Deux lycéennes impopulaires et lesbiennes lancent un groupe de self-défense pour femmes, sans aucune expérience, dans le but de conquérir le cœur de leur crush, et peut-être perdre leur virginité avec des pom-pom girls populaires, bien que 100% hétéros…
Au début des années 2000, ce pitch n’aurait probablement eu droit à aucune diversité, des gags au-dessous de la ceinture, réduit les rôles féminins à des trophées et fait l'éloge de la masculinité toxique. C'est d'ailleurs ce qui rend Bottoms si savoureux: sa reprise des codes du teen movie, en mode inclusif, féministe et queer, qui s'éloigne d’un énième film de lycéens sans une once d’originalité.
Deuxième long-métrage de la réalisatrice Emma Seligman, ce Fight Club au féminin pourrait bien devenir le Mean Girls de cette génération, tant il bénéficie d'un succès imprévu qui a explosé grâce au bouche-à-oreille.
Sorti aux Etats-Unis en août dernier, en pleine période où régnaient encore les blockbusters Barbie et Oppenhimer sur le box-office, le film a bénéficié d'une sortie très limitée aux Etats-Unis, et n'a été distribué que dans une dizaine de salles.
Dès lors, le film bénéficia d'un succès immédiat qui l'amena à être programmé dès sa deuxième semaine d'exploitation dans plus de 700 salles, avec des recettes égalant celle du maintes fois oscarisé Everything Everywhere All At Once, lui aussi sorti en catimini en 2022.
Plusieurs mois après sa sortie aux États-Unis, Bottoms est arrivé dans nos contrées, disponible depuis le mercredi 22 novembre sur la plateforme Prime Video d'Amazon.

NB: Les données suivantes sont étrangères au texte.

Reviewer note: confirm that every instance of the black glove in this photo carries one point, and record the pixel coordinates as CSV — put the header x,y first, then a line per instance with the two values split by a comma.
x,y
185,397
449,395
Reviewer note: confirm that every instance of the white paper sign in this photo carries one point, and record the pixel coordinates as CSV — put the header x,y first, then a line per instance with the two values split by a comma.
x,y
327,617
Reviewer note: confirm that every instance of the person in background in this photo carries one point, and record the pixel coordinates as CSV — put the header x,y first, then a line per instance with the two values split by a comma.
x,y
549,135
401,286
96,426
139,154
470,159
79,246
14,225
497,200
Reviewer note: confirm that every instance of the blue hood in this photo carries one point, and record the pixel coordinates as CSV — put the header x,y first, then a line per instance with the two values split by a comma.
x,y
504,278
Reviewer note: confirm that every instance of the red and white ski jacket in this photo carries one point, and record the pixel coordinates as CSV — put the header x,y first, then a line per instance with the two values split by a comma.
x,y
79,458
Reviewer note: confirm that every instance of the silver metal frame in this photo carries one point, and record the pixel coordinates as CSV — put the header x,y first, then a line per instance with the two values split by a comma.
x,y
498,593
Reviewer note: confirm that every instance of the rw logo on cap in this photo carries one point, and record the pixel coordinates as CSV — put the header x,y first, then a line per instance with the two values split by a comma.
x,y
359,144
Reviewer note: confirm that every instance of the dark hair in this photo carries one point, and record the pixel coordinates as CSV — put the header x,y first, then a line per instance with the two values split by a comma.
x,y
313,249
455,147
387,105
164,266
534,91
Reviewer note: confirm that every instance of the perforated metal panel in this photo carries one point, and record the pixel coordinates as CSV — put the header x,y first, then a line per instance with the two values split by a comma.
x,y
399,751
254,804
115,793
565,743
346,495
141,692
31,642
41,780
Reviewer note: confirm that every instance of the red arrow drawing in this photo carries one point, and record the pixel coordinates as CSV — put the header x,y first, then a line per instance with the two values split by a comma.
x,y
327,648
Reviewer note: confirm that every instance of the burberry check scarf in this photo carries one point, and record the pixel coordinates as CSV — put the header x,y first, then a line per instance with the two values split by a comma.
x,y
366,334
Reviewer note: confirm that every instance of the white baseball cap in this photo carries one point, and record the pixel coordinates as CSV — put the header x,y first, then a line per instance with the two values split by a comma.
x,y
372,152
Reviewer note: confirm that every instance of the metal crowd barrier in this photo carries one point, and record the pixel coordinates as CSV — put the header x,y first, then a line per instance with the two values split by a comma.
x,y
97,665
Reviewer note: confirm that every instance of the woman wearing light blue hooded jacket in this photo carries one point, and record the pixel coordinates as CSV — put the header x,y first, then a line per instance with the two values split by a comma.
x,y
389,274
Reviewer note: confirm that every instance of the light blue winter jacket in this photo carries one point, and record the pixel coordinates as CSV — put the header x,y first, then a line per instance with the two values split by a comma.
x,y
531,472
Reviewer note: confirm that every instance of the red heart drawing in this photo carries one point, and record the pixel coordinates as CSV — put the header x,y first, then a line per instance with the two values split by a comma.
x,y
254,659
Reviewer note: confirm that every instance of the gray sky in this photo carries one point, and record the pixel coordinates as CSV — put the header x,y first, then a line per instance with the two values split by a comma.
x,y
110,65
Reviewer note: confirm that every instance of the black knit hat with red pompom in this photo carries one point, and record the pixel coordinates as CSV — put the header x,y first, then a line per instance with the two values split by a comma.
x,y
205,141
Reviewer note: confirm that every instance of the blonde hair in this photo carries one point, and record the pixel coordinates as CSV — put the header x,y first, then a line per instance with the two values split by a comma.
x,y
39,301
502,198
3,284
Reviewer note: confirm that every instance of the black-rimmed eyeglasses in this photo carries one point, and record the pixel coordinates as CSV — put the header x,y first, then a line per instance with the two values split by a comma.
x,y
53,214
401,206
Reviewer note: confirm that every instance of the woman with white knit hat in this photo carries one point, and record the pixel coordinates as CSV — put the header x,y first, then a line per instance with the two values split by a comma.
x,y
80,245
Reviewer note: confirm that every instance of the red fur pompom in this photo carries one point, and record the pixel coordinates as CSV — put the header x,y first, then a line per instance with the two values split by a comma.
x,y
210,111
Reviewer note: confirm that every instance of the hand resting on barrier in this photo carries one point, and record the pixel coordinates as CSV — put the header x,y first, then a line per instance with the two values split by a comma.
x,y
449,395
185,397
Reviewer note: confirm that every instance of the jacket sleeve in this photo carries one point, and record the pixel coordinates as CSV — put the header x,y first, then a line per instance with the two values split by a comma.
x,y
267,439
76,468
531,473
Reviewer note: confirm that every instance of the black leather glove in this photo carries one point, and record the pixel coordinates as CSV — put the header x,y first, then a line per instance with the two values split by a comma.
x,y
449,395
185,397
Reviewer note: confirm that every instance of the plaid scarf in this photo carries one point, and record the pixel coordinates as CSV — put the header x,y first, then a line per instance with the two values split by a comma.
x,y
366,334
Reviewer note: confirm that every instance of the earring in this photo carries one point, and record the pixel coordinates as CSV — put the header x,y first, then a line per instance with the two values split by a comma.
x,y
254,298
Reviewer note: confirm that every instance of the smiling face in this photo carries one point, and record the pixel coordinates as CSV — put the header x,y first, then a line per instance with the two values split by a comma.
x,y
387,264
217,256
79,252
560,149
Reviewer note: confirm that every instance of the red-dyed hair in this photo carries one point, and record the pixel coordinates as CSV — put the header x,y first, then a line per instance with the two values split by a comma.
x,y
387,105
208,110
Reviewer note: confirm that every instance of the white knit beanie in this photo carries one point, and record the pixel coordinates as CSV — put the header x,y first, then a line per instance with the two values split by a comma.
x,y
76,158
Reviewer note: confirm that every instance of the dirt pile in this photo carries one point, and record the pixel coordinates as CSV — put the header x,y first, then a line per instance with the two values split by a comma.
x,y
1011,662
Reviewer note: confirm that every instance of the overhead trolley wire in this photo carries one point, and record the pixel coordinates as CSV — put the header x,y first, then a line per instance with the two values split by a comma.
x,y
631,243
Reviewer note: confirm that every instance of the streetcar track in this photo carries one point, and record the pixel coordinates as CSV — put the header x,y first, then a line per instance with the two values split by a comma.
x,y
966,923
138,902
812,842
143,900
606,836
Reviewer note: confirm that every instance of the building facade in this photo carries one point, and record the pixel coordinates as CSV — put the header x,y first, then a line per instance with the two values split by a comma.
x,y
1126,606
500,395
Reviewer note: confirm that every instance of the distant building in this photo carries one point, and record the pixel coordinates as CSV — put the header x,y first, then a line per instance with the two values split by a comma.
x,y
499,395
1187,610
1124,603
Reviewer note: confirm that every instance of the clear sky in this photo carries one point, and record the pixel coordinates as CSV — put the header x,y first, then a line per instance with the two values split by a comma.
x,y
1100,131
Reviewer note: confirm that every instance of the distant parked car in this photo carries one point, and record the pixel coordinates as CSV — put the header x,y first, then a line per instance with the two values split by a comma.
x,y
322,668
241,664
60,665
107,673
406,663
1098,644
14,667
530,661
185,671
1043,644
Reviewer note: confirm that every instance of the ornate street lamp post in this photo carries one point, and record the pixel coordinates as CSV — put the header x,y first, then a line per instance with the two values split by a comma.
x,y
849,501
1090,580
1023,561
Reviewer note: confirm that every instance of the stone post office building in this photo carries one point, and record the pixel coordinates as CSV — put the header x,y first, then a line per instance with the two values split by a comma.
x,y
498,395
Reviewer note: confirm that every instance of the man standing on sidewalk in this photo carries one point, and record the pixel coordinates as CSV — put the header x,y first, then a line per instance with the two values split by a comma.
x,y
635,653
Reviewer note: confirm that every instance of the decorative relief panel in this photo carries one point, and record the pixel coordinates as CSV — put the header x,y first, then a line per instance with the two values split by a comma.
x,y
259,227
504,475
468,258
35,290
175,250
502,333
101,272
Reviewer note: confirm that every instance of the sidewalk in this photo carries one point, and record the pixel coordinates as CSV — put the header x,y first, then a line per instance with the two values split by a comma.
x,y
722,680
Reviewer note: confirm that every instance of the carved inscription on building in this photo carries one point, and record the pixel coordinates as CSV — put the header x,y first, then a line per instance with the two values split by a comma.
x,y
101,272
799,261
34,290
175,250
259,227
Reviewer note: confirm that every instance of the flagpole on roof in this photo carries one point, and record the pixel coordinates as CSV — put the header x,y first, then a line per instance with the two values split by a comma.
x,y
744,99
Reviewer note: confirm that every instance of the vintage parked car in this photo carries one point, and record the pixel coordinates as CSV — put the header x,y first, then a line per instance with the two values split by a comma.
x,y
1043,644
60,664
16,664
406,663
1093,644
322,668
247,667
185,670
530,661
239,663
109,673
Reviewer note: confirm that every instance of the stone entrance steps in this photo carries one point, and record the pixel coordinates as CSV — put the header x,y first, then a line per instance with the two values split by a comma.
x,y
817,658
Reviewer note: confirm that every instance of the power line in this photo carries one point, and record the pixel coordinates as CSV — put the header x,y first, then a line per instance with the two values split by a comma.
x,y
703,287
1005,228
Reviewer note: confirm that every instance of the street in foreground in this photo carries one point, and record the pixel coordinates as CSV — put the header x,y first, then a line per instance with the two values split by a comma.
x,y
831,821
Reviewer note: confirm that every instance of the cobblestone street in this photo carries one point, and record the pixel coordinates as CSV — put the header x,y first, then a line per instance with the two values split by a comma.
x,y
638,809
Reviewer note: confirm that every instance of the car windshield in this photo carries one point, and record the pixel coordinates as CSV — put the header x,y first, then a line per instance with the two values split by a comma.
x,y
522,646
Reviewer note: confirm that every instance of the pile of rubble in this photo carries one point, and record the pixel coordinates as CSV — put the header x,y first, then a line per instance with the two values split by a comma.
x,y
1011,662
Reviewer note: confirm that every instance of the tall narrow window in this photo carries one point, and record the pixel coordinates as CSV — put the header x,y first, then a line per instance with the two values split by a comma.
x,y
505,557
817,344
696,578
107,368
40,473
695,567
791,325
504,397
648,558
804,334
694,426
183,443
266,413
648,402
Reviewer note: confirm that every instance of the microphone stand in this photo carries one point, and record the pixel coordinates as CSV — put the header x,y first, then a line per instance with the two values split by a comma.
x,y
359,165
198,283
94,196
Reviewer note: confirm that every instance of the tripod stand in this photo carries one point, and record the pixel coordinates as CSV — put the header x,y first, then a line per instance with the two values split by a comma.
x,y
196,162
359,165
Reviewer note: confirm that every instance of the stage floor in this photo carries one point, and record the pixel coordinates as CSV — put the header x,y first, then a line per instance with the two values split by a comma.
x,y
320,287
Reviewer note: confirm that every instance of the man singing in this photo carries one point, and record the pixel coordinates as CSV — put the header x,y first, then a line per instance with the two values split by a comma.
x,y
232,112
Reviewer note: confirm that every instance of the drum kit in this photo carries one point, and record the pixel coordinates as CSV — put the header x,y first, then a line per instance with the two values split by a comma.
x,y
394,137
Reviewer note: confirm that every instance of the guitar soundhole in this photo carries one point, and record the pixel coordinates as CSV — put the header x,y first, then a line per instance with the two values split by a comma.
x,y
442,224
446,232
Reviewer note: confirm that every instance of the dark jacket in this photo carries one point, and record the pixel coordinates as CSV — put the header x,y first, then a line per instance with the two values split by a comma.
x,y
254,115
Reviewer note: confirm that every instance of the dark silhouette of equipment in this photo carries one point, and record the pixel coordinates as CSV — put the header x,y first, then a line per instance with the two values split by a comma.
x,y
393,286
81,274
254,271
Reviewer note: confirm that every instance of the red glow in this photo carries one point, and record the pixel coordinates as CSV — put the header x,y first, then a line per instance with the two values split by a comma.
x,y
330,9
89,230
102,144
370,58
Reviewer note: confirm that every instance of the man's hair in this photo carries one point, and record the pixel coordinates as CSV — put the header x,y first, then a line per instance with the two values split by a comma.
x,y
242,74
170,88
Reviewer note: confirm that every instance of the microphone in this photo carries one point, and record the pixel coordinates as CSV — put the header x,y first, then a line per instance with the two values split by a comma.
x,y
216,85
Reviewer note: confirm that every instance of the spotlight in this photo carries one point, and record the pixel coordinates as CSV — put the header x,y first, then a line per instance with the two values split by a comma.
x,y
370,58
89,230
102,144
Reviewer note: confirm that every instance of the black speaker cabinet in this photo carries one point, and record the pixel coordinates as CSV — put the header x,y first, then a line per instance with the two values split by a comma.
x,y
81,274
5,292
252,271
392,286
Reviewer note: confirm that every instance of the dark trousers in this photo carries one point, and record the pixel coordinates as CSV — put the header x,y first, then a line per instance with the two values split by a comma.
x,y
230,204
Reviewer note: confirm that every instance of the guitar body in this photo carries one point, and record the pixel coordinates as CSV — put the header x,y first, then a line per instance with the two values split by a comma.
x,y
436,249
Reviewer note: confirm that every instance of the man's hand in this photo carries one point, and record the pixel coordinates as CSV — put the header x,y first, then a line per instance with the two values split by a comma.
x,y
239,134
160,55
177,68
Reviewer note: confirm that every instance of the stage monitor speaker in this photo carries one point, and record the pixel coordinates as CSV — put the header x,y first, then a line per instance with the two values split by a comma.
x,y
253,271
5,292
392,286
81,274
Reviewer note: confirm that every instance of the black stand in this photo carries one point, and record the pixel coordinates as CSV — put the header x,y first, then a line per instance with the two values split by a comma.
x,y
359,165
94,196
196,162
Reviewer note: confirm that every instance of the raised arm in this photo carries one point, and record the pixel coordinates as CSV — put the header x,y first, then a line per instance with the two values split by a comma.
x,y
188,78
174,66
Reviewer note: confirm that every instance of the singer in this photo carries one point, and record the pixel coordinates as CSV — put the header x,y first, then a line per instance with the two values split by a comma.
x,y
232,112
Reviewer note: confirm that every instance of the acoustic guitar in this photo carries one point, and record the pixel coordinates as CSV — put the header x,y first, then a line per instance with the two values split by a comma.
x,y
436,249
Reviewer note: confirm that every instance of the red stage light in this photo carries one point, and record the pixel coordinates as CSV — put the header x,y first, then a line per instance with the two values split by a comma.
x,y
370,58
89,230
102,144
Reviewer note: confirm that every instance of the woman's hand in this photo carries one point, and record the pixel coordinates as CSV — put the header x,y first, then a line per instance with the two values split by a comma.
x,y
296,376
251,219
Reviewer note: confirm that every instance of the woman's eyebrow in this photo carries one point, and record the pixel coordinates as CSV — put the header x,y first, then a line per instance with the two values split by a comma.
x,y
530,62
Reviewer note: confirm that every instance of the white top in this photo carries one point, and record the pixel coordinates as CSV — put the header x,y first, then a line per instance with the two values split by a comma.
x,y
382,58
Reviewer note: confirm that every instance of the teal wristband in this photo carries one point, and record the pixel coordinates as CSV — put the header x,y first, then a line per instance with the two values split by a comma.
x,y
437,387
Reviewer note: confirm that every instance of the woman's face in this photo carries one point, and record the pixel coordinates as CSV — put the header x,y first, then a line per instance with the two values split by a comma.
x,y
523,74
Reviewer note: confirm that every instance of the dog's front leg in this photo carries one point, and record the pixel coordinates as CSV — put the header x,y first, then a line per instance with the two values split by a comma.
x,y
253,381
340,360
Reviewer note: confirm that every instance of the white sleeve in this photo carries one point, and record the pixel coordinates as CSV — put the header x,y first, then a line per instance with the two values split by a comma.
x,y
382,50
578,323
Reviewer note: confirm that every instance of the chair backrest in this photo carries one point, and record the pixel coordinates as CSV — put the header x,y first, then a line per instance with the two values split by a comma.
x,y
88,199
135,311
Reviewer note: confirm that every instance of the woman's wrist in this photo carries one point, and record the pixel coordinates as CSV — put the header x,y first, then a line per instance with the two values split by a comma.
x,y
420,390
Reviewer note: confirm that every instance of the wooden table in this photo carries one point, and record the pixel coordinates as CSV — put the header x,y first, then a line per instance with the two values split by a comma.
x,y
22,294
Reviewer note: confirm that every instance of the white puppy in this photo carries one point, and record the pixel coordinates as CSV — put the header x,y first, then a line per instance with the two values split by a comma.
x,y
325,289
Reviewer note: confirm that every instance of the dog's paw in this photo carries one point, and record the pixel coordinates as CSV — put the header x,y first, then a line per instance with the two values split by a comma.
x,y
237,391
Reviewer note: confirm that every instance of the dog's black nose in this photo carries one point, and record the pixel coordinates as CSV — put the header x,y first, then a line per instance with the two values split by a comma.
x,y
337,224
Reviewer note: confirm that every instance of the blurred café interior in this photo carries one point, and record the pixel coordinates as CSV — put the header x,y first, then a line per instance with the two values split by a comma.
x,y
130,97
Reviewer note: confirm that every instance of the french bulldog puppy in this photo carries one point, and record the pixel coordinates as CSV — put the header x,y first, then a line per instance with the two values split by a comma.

Alors qu'on pensait avoir tout vu en termes de comédies adolescentes, Bottoms arrive tout de même à nous surprendre par ses punchlines, son second degré et sa vision sombre de l’adolescence. Point d'étudiants trop matures pour leur âge; les adolescents de Bottoms sont des ordures, parfois touchantes, mais souvent victimes des explosions hormonales liées à l'âge bête, qui les pousse à être obsédés par le sexe ou à céder à la violence physique.
Si le film n'hésite pas à surjouer le côté timbré de ses personnages, il ne tombe jamais dans le potache et préfère user d'un humour de situation pour faire rire.
À l'instar de la multitude de teen movies existants, Bottoms dresse le portrait de ces ados impopulaire, non pas parce qu'elles sont lesbiennes, mais simplement parce qu'elles sont banales. Un duo incarné par Rachel Sennott (The Idole) et Ayo Edebiri (The Bear) qui n'est pas sans rappeler Jonah Hill et Michael Cera de l'excellent SuperGrave (2007), dont Bottoms est le digne héritier.
Ces deux jeunes filles en fleur vouent évidemment une haine viscérale pour les hommes qui composent l’équipe de football, et une admiration sans faille pour les pom pom girls qui sont l'objet de tous leurs fantasmes. Leur «fight club» va ainsi se transformer en phénomène, lorsque de plus en plus de filles viennent apprendre à se défendre, victimes du patriarcat et de la masculinité toxique, et désireuses de s'en émanciper.
À la fois devant et derrière la caméra, les femmes sont omniprésentes et ça se ressent. Contrairement aux stéréotypes, chaque personnage féminin a son identité propre qui dépeint une certaine complexité, tout en respectant évidemment les codes du teen movie. Un traitement de l'adolescence qui n'est pas sans rappeler la série Sex Education.
Le film a l'intelligence de ne pas jouer sur le sexisme et l'homophobie pour faire rire. Bottoms est un film queer qui s'assume, qui préfère s'attarder à critiquer la masculinité toxique de l'équipe de foot, plutôt que de s'attarder sur des blagues éculées sur les clichés lesbiens.
Cependant, il est tout à fait possible que le ton absurde de ce film déjanté aux allures de cartoon puisse laisser indifférent. Cependant, pour peu que l'on se laisse emporter, celui-ci fait preuve d'une fraîcheur et d’une énergie débordante. En plus de jouer sur de nombreuses références, le film est également une réussite sur le plan sonore, faisait la part belle à une bande-son variée où Bonny Tyler rencontre Avril Lavigne, lui apportant une touche d'œuvre intemporelle. Si vous pensiez que Barbie était la seule satire féministe à taper sur le patriarcat, réjouissez-vous, car Bottoms fait tout aussi bien.
Bottoms est disponible sur Prime Video depuis le 21 novembre 2023.